Sem-Detect: Semantic Level Detection of AI Generated Peer-Reviews
Pith reviewed 2026-05-22 08:56 UTC · model grok-4.3
The pith
Sem-Detect identifies AI-generated peer reviews by comparing their semantic claims to those produced by multiple AI models on the same paper.
A machine-rendered reading of the paper's core claim, the machinery that carries it, and where it could break.
Core claim
Sem-Detect operationalizes authorship detection for peer reviews by combining textual features with claim-level semantic analysis. It compares a target review against multiple AI-generated reviews of the same paper and exploits the observation that different AI models converge on similar points while human reviewers introduce more unique and diverse ones. This enables reliable separation of fully AI-generated reviews from authentic human-written ones, including cases where humans refine their text with an LLM, as shown across more than 20,000 reviews from ICLR and NeurIPS.
What carries the argument
Claim-level semantic comparison of the target review against multiple AI-generated reviews of the same paper, which surfaces convergence patterns in AI outputs versus diversity in human ones.
If this is right
- In the binary setting the method raises true-positive rate at 0.1 percent false-positive rate by 25.5 percent over the strongest baseline.

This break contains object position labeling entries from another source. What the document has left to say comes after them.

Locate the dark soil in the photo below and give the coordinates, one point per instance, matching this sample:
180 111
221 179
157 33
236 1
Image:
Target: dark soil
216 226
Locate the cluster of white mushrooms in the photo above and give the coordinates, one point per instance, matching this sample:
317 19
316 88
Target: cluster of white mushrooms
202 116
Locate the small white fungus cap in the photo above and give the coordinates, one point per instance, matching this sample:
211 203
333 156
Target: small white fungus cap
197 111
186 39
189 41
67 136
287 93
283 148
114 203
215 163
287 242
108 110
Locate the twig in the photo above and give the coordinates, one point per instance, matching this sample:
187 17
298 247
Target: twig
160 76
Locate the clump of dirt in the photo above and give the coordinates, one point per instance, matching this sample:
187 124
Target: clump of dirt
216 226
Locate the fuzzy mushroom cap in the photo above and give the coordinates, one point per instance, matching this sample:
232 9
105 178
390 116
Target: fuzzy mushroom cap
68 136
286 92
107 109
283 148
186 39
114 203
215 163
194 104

- In the three-class setting fewer than 3.5 percent of LLM-refined human reviews are misclassified as fully AI-generated.
- LLM refinement leaves the underlying semantic signals of human judgment intact and distinct from pure AI patterns.

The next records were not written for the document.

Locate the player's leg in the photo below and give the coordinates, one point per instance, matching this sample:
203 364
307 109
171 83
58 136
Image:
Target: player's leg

- The approach scales to large collections of conference reviews drawn from ICLR and NeurIPS.
Where Pith is reading between the lines
- The same divergence signal could be tested on AI-assisted writing in domains such as grant proposals or news articles.
- Review platforms might incorporate this check to route only low-divergence reviews for extra human scrutiny.
- Future AI systems could be prompted or fine-tuned to increase semantic spread deliberately in order to reduce detectability.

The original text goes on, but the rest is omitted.